Strange tales of rats? The Roswell affair? And biological warfare? You might justifiably wonder: what on Earth am I talking about? Well, I'll tell you: a couple of very strange stories that are steeped in controversy and conspiracy, both of which have a connection to rats. Yes, really! It was in November 2010 that I lectured at the Denton, Texas-based Emily Fowler Library, on the subject of strange creatures in the Lone Star State. It was a lecture organized by Lance Oliver, the founder of DAPS: the Denton Area Paranormal Society. As for the lecture, we're talking about the likes of the Texas Chupacabra, Bigfoot, lake-monsters and more. During the Q&A session that followed the lecture, both I and the rest of the audience listened to a story from Lance that was, I believe, second or third-generation. So, yes, we are delving deeply into definitive friend-of-a-friend territory. With that in mind, read on.
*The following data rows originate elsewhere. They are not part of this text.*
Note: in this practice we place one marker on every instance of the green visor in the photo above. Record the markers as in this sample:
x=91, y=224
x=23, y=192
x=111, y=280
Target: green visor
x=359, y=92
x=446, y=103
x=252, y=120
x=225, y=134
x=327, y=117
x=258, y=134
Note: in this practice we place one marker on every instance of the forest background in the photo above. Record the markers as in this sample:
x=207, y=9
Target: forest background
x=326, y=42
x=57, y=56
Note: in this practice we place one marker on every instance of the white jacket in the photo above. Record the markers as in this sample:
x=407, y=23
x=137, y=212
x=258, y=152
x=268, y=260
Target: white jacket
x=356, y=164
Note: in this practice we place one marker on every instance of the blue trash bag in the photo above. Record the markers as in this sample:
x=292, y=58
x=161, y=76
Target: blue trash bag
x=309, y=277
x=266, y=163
Lance’s source told him that when military personnel were cleaning up the infamous Roswell, New Mexico “UFO crash site” in July 1947, the team involved also found something else on the Foster Ranch and among the wreckage. That “something else,” we were told, was a pack of large, rat-like animals, that appeared to be very intelligent, that moved and acted in group-fashion, and that were highly vicious and very weird. And that was about it: a fragmentary story of truly strange proportions. Later on, I did some research into this story and came across a weird project the Japanese had in the final months of the Second World War. It was a plan to send high-flying balloons to the United States - balloons that would be filled with plague-infected rats.
The idea was to have the huge balloons come down in the United States, and unleash bubonic plague across the land. Certainly, Japan's Unit 731 - which performed terrible, unforgivable experiments on people - could achieve such a thing. The big question is: did they achieve it? Was the story told to Lance a significantly distorted tale of Japanese balloons and infected rats? To this day, I still don't know the answer to that question. Whether or not the story has even the merest grain of truth to it, or if it’s just some odd folkloric tale, I have no idea at all. But, for what it’s worth, that was the tale. Notably, the account that follows also has a connection to rats and New Mexico - and in a conspiratorial fashion. Maybe, in some strange and presently unclear way, it's somehow even connected to the affair above.
In the latter part of the 1940s, the FBI got very concerned about rumors suggesting that attempts were being made by communists to infect the cattle of the United States with bacteriological warfare agents. That was not all, however. Indeed, the FBI didn't just focus its attentions on cattle. Of great significance is the fact that one of the cases that the FBI examined – and that is described in a heavily-redacted memo of May 29, 1950 – dealt with the finding of plague-infected rats at the highly sensitive Sandia Base, New Mexico. It was a highly sensitive installation that existed from 1946 to 1971, before being merged into Kirtland Air Force Base. As for the FBI's concerns, they revolved around what was viewed in some quarters as being nothing less than a deliberate attempt to clandestinely introduce a widespread plague on Sandia by hostile, unknown sources. And using rats, no less.
As an example, a document prepared by the FBI’s Special-Agent-in-Charge at its Albuquerque, New Mexico on June 22, 1950, titled Bacteriological Warfare – Espionage-Sabotage (Bubonic Plague), refers to rumors then flying around the official world that a recent outbreak of bubonic plague in New Mexico’s rat population may have been the result of deliberate, bacteriological warfare-related activities by hostile, unknown forces. The FBI noted with respect to its interview with a plague expert, who is identified only as a “Miss Greenfield” that: “…[She] is acquainted with the presence of the plague among wild rodents in New Mexico and in the United States for several years. It has now reached an area from the West Coast to a line running north and south at approximately the border of New Mexico.”
The FBI continued: “From August 1949 there were four cases among humans in New Mexico. Briefly, these four cases, one of which was fatal, were reported in New Mexico. Each case indicated that the victim had shortly before the illness, handled wild rodents which he had killed. The one case in New Mexico which was fatal was not diagnosed as the plague until after death.” Notably, the FBI subsequently received from the Public Health Service two charts displaying the outbreaks of plague in both New Mexico and the continental United States during that period. And as the FBI noted with respect to the Public Health Service: “…they have found positive evidence of the plague among wild rodents in the states lying west of a line directly north of the east boundary of the state of New Mexico.”
The FBI’s Special-Agent-in-Charge at Albuquerque concluded his report thus: “Miss Greenfield has been requested to advise this office concerning any pertinent developments of the plague in New Mexico or in the United States that may come to her attention. In the event such developments are received, the Bureau will be immediately advised.” And although it was never conclusively proved that the outbreak of bubonic plague at the Sandia Base was the work of subversives or terrorists, the whole thing left everyone involved in the investigation very uneasy.